Diana Nyad swim from Cuba to Florida ends after 29 hours

Diana Nyad swim: The 61-year-old ended her attempt to swim 103 miles from Cuba to Florida early Tuesday morning. The swim, if completed, was supposed to take 60 hours.

American endurance swimmer Diana Nyad, swims in Cuban waters, offshore Havana, Cuba, Sunday, Aug. 7. Nyad jumped into Cuban waters Sunday evening and set off in a bid to become the first person to swim across the Florida Straits without the aid of a shark cage. Nyad's Twitter feed read early Tuesday morning, the 61-year-old distance swimmer's swim ended around 29 hours into the estimated 60-hour, 103-mile swim.

Franklin Reyes/AP

August 9, 2011

"The combination of factors was too much to safely continue."

So read Diana Nyad's Twitter feed early this morning, and so ended the 61-year-old distance swimmer's swim from Cuba to the tip of the Florida Keys around 29 hours into the estimated 60-hour, 103-mile swim.

To put that into perspective: One mile (about 1,650 yards swimming) in your typical 25-yard pool is about 33 laps. It would take the average swimmer about an hour to swim that.

"It felt like this was my moment. I don't feel like a failure at all. But we needed a little more luck," she posted to her Twitter feed.

Her fans don't seem to think 29 hours was too shabby either, "so 61 yr old @diananyad 'only' made it 1/2way to Cuba? officially ceasing my whining about being old. #wow," posted Paul Radar online.

Ms. Nyad retired from swimming and took up sports journalism some three decades ago, but in January 2010 decided to work toward accomplishing the swim she had aborted when she was 28.

The Cuba-to-US swim was completed by Australia's Susan Maroney in 1997, so to make hers a record-breaking swim Nyad swam without a shark cage. She relied instead on an electrical field, kayakers, divers, and a team to keep her safe in the shark-infested waters. In 1978, Nyad quit after swimming 41 hours and 49 minutes because of strong currents and rough weather that banged her around in the shark cage.

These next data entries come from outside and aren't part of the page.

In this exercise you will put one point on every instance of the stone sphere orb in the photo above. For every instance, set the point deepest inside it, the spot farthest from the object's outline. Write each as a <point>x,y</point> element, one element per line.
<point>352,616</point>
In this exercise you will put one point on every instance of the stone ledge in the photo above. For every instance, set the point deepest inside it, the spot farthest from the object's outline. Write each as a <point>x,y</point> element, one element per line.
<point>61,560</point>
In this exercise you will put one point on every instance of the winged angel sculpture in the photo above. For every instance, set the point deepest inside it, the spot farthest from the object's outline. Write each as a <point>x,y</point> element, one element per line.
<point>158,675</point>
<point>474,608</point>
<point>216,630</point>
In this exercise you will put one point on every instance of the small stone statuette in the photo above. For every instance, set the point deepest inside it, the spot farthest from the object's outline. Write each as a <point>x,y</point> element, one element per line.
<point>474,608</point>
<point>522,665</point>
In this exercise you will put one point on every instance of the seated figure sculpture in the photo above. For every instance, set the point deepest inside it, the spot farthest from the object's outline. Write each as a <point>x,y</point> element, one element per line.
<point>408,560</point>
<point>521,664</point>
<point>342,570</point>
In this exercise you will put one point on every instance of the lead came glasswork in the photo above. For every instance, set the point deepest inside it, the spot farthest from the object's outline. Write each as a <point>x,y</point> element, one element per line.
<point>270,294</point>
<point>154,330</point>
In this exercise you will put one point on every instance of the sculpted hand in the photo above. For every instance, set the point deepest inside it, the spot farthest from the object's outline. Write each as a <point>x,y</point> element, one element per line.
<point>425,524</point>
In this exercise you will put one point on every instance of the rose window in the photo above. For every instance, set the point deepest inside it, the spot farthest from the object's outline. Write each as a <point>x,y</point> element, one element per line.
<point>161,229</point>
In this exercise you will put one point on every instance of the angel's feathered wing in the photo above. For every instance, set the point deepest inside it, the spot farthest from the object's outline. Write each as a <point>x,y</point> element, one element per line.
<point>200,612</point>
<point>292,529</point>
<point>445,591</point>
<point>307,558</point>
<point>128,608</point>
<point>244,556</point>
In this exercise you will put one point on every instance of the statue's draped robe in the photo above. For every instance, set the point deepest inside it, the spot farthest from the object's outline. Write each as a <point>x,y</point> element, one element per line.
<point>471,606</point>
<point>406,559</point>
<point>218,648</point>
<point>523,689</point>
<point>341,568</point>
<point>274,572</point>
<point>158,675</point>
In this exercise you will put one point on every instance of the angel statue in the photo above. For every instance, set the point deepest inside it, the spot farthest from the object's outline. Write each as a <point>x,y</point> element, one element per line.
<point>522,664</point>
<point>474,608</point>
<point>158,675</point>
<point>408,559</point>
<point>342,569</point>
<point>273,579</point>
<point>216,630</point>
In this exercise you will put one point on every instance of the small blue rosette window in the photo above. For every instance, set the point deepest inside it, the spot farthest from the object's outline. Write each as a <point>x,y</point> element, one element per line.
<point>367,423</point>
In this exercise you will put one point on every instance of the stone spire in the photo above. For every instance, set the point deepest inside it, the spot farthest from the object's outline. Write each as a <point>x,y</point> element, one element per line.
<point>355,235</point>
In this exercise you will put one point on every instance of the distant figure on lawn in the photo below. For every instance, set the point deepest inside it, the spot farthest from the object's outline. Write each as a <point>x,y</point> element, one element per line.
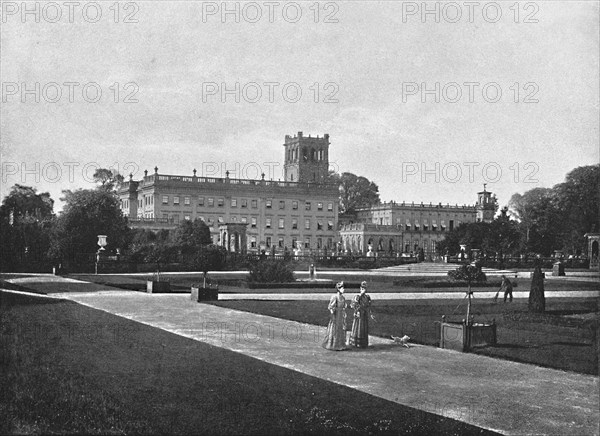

Nyad began her swim at Marina Hemingway on the western outskirts of the Cuban capital, Havana, at 7:45 p.m. Sunday evening. Reports indicated that she swam strongly for more than 24 hours before running into rough water and strong currents that pushed her off course.

"Earlier in the evening," according to a tweet on her page, "she was surrounded by dolphins and a beautiful Caribbean sunset. But strong currents blew her 15 mph off course."

Coincidentally, Nyad's last name is an alternate spelling of "naiad," the water nymph of Greek mythology.

The veteran swimmer has said that one of her goals in attempting the Cuba-to-Florida swim again was to prove that age doesn't have to mean giving up goals or achievements. Another thing she hoped to do was to help improve understanding between cold war rivals Cuba and the United States, even if just symbolically.